The de Broglie wavelength concept is a fundamental principle in quantum mechanics, introducing wave-particle duality. It posits that particles such as electrons can exhibit wave-like properties, including wavelength and frequency. The de Broglie wavelength ($\lambda$) of a particle is given by the equation

$\lambda =\frac{h}{p}$,

where 'h' is Planck's constant and 'p' is the momentum of the particle. The momentum can be expressed as the product of the mass (m) and velocity (v) of the particle, thus $p=mv$.

For photons, which are massless particles of light, the momentum is directly related to the frequency (or inversely to the wavelength) of the photon. To find the wavelength that corresponds to a particular energy, you can manipulate de Broglie's equation in conjunction with the energy relation $E=hf$, which gives us the wavelength of the radiation needed for effects like photoemission. This relation is critical for determining the wavelengths that can induce the photoelectric effect, as seen in the provided solution for the minimum energy required to eject an electron.

Kinetic energy of electrons

The kinetic energy (KE) of an electron is the energy it possesses due to its motion, and it can be calculated using the equation

$KE=\frac{1}{2}m{v}^2$,

where 'm' and 'v' represent the mass and velocity of the electron, respectively. In the context of the photoelectric effect, electrons are emitted from a material surface when struck by photons of sufficient energy.

The maximum kinetic energy of an emitted electron is the energy of the incident photon minus the minimum energy required to eject the electron from the material, which is known as the work function ($\varphi$). The energy conservation principle can then be expressed as

$K_{\text{max}}=E_{\text{incident}}-\varphi$.

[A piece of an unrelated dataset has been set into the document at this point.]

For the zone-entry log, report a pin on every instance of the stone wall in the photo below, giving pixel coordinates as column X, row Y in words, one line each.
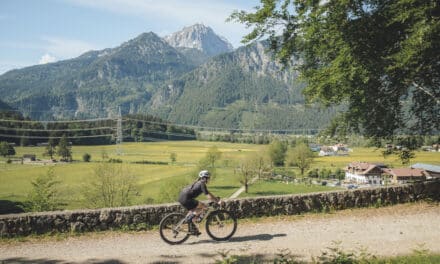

The exercise provided calculates the $K_{\text{max}}$ by subtracting the minimum energy needed to eject an electron ($E_{\text{min}}$) from the energy of the incident photon ($E_{\text{incident}}$). This is crucial for understanding how varying the wavelength and frequency of incident radiation affects the kinetic energy of the emitted electrons and the overall photoelectric effect.